Ken (Brendan Gleeson) y Ray (Colin Farell) son dos mafiosos, más bien de medio pelo, que tras un golpe bastante chapucero, son mandados por su jefe Harry (Ralph Fiennes) a Brujas, lejos del revuelo que han causado en Londres, a la espera de nuevas órdenes. Allí, estos dos hombres de personalidades claramente contrapuestas, se conocen más profundamente mientras se acostumbran a las costumbres locales.

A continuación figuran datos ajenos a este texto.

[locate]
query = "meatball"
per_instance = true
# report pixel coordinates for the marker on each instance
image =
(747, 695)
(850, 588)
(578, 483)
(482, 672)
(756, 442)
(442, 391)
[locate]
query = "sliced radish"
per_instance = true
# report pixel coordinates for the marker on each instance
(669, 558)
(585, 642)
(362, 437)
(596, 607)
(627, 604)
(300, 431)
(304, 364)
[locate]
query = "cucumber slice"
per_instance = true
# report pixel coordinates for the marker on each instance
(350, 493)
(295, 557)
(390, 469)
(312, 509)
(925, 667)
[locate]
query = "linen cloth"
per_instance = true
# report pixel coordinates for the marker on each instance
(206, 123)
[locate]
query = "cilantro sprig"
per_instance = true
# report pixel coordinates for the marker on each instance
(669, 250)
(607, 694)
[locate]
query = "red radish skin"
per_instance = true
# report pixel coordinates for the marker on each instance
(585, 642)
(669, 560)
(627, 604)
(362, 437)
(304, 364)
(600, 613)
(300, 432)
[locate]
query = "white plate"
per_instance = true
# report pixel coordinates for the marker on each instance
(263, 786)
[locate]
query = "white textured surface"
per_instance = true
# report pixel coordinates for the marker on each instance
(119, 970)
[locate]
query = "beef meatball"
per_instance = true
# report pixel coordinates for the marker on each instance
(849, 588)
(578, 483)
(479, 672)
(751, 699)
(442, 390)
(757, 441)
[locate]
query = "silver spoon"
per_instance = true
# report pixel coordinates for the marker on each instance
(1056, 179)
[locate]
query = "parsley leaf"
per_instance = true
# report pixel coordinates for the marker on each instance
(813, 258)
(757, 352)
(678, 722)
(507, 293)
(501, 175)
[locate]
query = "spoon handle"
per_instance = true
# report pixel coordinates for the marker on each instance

Claro, hasta que llama Harry.
El director Martin McDonagh se estrena en el largo después de cosechar un Oscar a mejor corto de ficción con su aclamado ‘Six Shooter’, una de esas pequeñas joyas que hay que conseguir por métodos poco recomendados por Ramoncín. A la hora de enfrentarse a esta producción, de la que él mismo es el habilidoso guionista, recurre al protagonista de su corto, Glesson, un actor tremendo en cada aportación que hace, a un Farell que hace del uso cómico de sus expresiones la gran baza de su actuación, y un Fiennes pasadísimo de rosca (propongo contar cuantas veces dice “fuck” por minuto, creo que hay record aquí).